Researchers identify gene that controls formation of heart chambers

March 31, 2002

DALLAS - April 1, 2002 - Scientists at UT Southwestern Medical Center at Dallas and their colleagues at UT Austin have identified a gene that controls formation of the heart's ventricles - a finding that may eventually lead to preventing some of the most lethal heart defects in American children.

"We found that the gene named Bop is the primary controller in a cascade of genetic events that include activating another gene, Hand2, that we previously found to be fundamental to the formation of the right ventricle and proper development of the left ventricle," said Dr. Deepak Srivastava, associate professor of pediatrics and molecular biology at UT Southwestern.

Dr. Paul D. Gottlieb, professor of molecular genetics and microbiology at UT Austin and a principal investigator on the study, said, "We had previously discovered that Bop was in the mouse immune system's T cells, or bone marrow white cells, and in adult heart and skeletal muscle cells. But it wasn't clear what its function was. Now we know that Bop encodes a protein instrumental in controlling the early steps of embryonic cells differentiating into mature cardiac muscle cells."
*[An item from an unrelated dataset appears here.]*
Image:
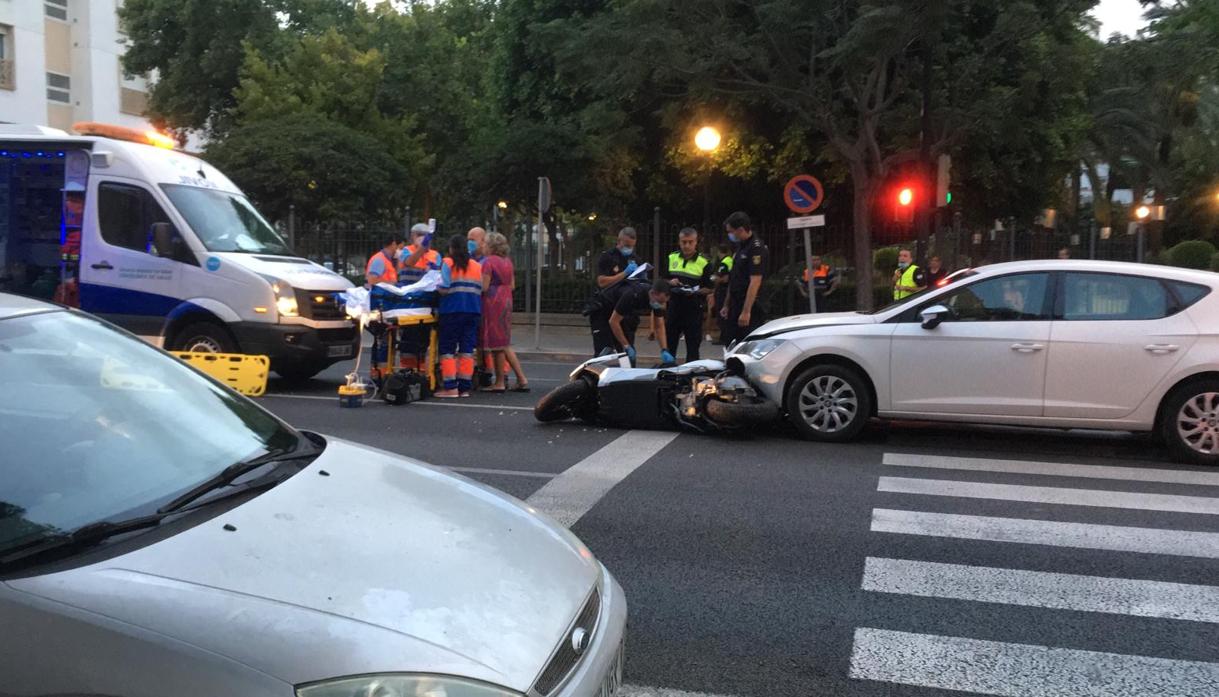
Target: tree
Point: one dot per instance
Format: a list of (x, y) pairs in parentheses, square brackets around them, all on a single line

Srivastava, senior author of the study and holder of the Joel B. Steinberg, M.D., Chair in Pediatrics at UT Southwestern, said, "We have taken a critical step along the ongoing path to developing preventives for heart defects affecting nearly one out of 100 American children."

The study, to be posted April 1 on the Nature Genetics Web site and published in the journal's May 1 issue, reports that deleting Bop in mouse embryos consistently disrupted maturation of heart-muscle cells and stymied formation of the right ventricle.

The findings should be applicable to humans, Srivastava said, because genetic parallels can be found in heart development among all animal species, including the fruit fly.

"That's the beauty of the heart: It's at the core of survival and the pressures for survival. Hence the genetic regulation of the heart is tightly controlled and conserved among all animal species," he said. Further studies are necessary to confirm the correlation between Bop, or other genes affected by Bop, and ventricular heart defects in children.

"Ventricle defects, including the absence of the right or left ventricle, are the most lethal of pediatric heart problems, accounting for nearly 25 percent of all pediatric deaths from heart defects and making congenital heart disease the leading noninfectious cause of death in the first year of life," said Srivastava.

"Now with several genes - including Bop and Hand2 - identified as controllers of heart development, preventives are finally conceivable," Srivastava said. "The next major research steps to achieve this goal are already under way: to catalog and understand the mechanisms of all genes with critical roles in heart development and to correlate specific gene mutations with each specific heart defect in children."

A current pilot study of 50 children will soon be expanded to all UT Southwestern pediatric cardiology surgery patients, he said. DNA samples will be collected to establish the correlations between specific gene mutations and heart defects. Once the links are made, the research team will try to determine how to prevent or modify exposure of the fetus to the contributing factors resulting in heart defects.

"We're seeking the folic-acid equivalent for heart defects," he said, referring to the discovery that supplementing folic acid in expectant mothers' diets leads to a lower incidence of spinal-cord defects. Stephanie Pierce, a fourth-year Southwestern Graduate School of Biomedical Sciences student and a research assistant in pediatrics and molecular biology, and Robert Sims III, a fifth-year cellular and molecular biology graduate student at UT Austin, were primary contributors to the study. Other UT Southwestern contributors included Drs. Hiroyuki Yamagishi and Osama Nakagawa, both instructors of molecular biology, and Dr. Eric Olson, chairman of molecular biology.
The study was supported by the National Institute of Allergy and Infectious Diseases; Texas Higher Education Coordinating Board; National Heart, Lung and Blood Institute; March of Dimes; Donald W. Reynolds Cardiovascular Clinical Research Center; and Smile Train Inc.